Can you imagine ever saying to a friend who is in a similar position “You should be over this by now”?
Why do we beat ourselves up over our grief?
I felt terrible when everyone was greeting me with “Happy New Year, and how was your Christmas!” And I longed to feel enthusiastic in my reply, sometimes faking it, to save bringing my greeter down.
Listen to music. Like food, it should be good, not cheesy...try your local Jazz FM station- they are great for the soul on any occasion!
Crying is good, let it all out. Cry for everything, all the times you have held back and were strong in other situations, cry now, wash it all away.
Believe it or not, there are positives to loss. Once the pain starts healing, you can find them. I am not going to talk about our own personal positive takes on our losses, but there have already been several. They are there.
Keeping busy. Housework, digging the garden, walking, swimming...keeping moving and occupied. Since my husband returned and bought his mother with him our house is looking amazing and has never been spring cleaned and gardened so well! (See there is a positive!)

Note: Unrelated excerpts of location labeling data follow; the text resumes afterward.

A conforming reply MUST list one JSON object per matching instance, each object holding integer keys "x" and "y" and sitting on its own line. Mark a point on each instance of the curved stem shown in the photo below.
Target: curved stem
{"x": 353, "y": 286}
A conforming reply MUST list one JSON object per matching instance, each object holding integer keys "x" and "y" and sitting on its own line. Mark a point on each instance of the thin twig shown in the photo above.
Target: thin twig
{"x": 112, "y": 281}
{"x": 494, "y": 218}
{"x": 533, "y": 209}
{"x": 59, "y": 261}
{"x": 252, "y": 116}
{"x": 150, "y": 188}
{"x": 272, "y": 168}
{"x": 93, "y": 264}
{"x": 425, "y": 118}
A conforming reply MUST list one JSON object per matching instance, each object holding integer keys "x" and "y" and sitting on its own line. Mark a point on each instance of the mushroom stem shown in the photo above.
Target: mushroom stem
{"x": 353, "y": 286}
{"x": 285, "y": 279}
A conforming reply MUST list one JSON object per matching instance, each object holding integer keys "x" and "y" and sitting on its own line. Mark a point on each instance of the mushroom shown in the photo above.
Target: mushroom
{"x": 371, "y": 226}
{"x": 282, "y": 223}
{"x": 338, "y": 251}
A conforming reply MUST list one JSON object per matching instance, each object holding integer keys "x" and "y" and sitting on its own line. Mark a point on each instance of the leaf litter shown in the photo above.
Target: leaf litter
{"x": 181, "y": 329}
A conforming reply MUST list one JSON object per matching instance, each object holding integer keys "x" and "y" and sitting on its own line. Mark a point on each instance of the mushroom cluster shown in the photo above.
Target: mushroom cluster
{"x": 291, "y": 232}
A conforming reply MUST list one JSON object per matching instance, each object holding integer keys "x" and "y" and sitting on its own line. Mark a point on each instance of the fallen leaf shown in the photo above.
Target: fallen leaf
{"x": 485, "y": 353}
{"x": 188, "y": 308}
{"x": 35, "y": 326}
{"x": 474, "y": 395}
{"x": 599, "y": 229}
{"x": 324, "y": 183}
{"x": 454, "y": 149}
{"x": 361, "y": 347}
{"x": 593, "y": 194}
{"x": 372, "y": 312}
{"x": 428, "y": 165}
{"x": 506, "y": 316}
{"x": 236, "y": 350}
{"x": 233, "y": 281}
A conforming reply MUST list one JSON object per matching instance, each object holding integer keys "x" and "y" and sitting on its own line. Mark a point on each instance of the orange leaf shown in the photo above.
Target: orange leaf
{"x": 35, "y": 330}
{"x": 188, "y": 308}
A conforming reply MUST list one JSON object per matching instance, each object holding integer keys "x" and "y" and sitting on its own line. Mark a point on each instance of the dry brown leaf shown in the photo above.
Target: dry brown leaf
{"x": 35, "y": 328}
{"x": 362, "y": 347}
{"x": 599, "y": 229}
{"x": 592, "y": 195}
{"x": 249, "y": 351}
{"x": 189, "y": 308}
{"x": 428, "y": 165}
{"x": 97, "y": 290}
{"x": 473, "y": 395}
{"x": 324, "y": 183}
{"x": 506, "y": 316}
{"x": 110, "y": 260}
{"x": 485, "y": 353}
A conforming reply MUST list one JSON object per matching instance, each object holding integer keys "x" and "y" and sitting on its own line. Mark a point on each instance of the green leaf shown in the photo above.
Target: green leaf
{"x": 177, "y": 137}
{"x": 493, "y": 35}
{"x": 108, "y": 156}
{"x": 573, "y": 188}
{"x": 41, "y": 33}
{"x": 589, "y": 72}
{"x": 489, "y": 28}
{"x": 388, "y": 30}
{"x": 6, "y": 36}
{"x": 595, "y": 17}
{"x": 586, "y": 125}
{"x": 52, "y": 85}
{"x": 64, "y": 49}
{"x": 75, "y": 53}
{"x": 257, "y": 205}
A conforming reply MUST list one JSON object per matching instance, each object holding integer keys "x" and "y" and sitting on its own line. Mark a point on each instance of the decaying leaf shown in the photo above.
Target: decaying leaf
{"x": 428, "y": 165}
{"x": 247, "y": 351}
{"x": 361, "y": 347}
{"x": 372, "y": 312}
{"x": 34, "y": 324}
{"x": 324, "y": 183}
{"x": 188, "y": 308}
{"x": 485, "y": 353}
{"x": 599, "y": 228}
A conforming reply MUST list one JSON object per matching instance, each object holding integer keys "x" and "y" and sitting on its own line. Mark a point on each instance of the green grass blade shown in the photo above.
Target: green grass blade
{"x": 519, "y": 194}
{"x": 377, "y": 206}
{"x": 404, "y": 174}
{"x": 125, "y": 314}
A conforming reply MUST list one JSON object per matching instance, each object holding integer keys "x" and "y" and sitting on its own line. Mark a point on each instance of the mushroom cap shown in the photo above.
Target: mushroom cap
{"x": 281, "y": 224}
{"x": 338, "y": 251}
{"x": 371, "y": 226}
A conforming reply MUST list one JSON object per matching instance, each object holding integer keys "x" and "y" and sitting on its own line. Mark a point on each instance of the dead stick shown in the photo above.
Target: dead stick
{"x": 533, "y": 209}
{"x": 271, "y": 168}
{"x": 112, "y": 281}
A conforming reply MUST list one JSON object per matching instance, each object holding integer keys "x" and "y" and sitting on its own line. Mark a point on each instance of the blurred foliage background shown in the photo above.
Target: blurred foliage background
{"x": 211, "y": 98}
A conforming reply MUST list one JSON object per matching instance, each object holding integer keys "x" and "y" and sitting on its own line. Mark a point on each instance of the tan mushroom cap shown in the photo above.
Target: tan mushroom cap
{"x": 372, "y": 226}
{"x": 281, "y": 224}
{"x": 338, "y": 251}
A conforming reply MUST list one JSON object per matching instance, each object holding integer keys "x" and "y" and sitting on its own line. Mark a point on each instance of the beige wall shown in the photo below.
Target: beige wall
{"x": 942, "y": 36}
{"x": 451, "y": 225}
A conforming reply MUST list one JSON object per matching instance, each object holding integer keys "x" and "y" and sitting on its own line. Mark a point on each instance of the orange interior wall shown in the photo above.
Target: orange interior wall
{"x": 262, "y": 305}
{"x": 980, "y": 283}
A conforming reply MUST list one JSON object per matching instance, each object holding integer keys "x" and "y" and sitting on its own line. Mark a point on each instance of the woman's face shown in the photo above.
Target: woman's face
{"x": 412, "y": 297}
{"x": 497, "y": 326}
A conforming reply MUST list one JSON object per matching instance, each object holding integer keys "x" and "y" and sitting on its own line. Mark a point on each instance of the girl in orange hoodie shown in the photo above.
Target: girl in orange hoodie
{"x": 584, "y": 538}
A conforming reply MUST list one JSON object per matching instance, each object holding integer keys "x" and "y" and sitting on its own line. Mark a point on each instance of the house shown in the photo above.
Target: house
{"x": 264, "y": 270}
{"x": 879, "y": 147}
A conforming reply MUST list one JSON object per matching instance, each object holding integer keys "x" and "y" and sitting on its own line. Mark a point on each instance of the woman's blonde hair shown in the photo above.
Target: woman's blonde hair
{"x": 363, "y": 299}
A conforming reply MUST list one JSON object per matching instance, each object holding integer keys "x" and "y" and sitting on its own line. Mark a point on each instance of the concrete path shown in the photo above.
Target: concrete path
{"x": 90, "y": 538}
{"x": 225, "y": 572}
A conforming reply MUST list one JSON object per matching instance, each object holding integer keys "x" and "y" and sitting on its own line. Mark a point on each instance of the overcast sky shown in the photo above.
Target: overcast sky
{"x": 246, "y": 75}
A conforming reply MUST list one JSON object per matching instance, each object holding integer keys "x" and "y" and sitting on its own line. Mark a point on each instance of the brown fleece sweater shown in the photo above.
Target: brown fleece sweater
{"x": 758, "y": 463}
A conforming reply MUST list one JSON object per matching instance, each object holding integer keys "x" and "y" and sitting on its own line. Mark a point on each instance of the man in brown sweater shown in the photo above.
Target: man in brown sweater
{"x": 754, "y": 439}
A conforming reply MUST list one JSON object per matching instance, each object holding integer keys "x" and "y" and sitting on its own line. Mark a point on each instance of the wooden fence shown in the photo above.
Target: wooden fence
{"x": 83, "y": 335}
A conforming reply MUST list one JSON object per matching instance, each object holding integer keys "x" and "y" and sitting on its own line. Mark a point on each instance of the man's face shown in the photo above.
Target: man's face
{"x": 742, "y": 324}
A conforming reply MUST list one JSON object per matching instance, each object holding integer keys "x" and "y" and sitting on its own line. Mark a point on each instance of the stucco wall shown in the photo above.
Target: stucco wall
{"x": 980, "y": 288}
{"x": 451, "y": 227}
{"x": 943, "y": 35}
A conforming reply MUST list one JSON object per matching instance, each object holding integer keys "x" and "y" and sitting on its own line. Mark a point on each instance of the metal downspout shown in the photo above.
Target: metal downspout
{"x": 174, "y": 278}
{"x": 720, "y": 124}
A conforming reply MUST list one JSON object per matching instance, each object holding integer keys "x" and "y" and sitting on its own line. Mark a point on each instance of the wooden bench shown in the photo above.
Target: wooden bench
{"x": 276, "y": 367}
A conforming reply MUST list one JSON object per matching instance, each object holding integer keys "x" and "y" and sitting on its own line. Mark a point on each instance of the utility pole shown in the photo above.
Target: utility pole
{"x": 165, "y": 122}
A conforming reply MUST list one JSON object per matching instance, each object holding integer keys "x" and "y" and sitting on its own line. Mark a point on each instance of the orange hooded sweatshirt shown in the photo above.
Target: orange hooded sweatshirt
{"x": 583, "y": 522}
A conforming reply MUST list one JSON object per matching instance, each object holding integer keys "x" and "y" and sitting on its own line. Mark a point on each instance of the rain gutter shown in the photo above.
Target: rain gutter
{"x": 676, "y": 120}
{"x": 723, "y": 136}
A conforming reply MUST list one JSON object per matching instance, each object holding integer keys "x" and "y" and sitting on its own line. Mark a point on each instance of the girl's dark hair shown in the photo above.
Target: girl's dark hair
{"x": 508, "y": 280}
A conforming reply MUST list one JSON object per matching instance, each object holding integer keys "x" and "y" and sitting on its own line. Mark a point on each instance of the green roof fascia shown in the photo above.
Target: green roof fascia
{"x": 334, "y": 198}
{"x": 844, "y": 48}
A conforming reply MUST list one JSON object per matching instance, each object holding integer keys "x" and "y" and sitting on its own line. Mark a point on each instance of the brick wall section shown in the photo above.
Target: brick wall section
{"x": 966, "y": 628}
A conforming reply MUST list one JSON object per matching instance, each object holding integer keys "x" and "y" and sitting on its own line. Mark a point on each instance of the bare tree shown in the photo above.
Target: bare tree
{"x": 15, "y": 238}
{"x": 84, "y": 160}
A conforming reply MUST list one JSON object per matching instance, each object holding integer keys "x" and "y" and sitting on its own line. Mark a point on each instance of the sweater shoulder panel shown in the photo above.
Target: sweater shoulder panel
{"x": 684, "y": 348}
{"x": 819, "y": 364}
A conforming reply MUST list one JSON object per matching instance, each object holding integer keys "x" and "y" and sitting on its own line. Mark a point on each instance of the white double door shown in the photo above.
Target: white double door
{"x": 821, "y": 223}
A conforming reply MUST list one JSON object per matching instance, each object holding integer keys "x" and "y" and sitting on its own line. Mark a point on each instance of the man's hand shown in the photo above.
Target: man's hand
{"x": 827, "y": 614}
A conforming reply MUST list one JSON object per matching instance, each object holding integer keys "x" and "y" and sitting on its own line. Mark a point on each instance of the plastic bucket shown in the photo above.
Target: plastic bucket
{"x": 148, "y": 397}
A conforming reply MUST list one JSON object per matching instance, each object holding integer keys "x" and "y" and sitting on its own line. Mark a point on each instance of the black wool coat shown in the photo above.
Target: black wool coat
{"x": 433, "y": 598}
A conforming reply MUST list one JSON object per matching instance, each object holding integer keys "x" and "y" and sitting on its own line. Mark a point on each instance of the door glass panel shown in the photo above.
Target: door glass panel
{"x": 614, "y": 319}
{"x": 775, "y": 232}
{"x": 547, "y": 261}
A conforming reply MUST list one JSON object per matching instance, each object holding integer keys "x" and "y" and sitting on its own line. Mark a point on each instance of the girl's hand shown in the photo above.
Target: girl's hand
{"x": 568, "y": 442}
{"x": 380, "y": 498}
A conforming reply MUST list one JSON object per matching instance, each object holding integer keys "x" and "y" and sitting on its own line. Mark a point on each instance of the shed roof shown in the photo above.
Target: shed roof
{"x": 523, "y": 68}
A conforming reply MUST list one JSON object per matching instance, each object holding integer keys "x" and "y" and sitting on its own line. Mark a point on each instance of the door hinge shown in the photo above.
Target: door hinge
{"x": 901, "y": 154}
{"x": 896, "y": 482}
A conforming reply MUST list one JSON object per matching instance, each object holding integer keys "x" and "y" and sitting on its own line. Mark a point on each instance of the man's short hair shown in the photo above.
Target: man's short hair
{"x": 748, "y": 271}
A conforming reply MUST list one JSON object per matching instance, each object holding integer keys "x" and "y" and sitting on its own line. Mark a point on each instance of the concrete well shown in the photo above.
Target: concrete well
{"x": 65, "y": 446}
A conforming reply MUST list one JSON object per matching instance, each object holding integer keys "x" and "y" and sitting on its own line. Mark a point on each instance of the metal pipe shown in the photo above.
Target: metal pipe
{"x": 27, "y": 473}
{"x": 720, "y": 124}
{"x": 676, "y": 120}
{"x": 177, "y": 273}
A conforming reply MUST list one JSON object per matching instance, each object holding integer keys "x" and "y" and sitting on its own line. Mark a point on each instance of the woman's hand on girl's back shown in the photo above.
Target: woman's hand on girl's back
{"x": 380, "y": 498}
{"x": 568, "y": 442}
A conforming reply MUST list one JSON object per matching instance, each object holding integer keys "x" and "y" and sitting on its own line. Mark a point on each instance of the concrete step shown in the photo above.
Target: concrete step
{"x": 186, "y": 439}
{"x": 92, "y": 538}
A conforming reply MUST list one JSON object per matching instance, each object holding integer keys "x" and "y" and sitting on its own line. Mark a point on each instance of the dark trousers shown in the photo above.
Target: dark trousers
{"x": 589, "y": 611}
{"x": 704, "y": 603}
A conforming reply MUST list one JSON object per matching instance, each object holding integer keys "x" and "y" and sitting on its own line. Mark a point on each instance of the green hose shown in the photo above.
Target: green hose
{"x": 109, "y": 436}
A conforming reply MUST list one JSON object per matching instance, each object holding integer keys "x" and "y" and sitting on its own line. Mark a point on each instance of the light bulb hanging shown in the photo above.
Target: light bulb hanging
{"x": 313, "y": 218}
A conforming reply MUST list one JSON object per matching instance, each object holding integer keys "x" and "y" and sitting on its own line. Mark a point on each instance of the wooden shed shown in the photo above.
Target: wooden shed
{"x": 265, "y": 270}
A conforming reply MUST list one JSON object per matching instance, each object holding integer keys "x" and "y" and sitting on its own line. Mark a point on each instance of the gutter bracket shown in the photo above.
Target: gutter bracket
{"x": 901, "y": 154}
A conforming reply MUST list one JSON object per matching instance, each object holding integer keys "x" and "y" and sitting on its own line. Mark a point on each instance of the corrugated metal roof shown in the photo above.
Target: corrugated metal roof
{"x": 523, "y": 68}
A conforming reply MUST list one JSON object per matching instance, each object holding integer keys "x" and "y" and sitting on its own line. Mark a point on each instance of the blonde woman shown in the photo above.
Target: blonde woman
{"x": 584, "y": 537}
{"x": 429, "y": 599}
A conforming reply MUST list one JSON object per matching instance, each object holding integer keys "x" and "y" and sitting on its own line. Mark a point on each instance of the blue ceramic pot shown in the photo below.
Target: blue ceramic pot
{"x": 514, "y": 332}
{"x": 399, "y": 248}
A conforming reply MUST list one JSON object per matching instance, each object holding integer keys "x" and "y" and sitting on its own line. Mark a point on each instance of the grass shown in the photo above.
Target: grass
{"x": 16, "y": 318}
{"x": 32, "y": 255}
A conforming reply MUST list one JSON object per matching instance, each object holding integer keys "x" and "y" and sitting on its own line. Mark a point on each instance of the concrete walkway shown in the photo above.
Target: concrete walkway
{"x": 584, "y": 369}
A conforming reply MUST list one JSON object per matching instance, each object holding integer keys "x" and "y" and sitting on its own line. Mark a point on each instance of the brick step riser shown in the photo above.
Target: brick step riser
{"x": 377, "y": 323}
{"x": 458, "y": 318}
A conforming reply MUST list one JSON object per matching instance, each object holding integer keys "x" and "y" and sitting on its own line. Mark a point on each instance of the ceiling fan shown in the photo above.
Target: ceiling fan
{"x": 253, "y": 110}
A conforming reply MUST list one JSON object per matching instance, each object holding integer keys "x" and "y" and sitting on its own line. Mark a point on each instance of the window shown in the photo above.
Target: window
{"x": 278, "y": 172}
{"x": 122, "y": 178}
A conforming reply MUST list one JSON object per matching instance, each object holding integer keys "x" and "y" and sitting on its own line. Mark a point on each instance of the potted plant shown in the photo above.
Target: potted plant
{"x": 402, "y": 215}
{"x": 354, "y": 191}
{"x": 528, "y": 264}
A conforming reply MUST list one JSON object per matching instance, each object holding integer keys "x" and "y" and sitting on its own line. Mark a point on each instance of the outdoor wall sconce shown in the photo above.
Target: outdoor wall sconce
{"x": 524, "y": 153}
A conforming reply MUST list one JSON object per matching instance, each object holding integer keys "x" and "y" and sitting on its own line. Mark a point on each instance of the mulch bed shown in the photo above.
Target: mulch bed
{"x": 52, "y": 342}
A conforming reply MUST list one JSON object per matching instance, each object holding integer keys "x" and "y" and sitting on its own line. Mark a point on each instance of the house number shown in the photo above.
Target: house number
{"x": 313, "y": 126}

My mother in law is using this method the most, and finds a new project every day. Thank goddess I have kitchen drawers and a linen press that are helping with the healing!
Being grateful for what is in our lives. Each other, our children, our family, our home, our pets...our beautiful life.
We are both blown away by the support people offer. We have spoken about being in the same position as this vast group of friends close, friends far, and friends of our brother. We hope we are the same type of people who would be able to rise and act in such a way when someone needs us, just as these people have done. There have been so may different ways in which support is offered, a shoulder to cry on, a BBQ with old friends, a ride to the airport, feeding the cat, phoning in to check up, the list goes on.
This one is for all those we are grateful to. Thank you for helping us in getting back to our beautiful life.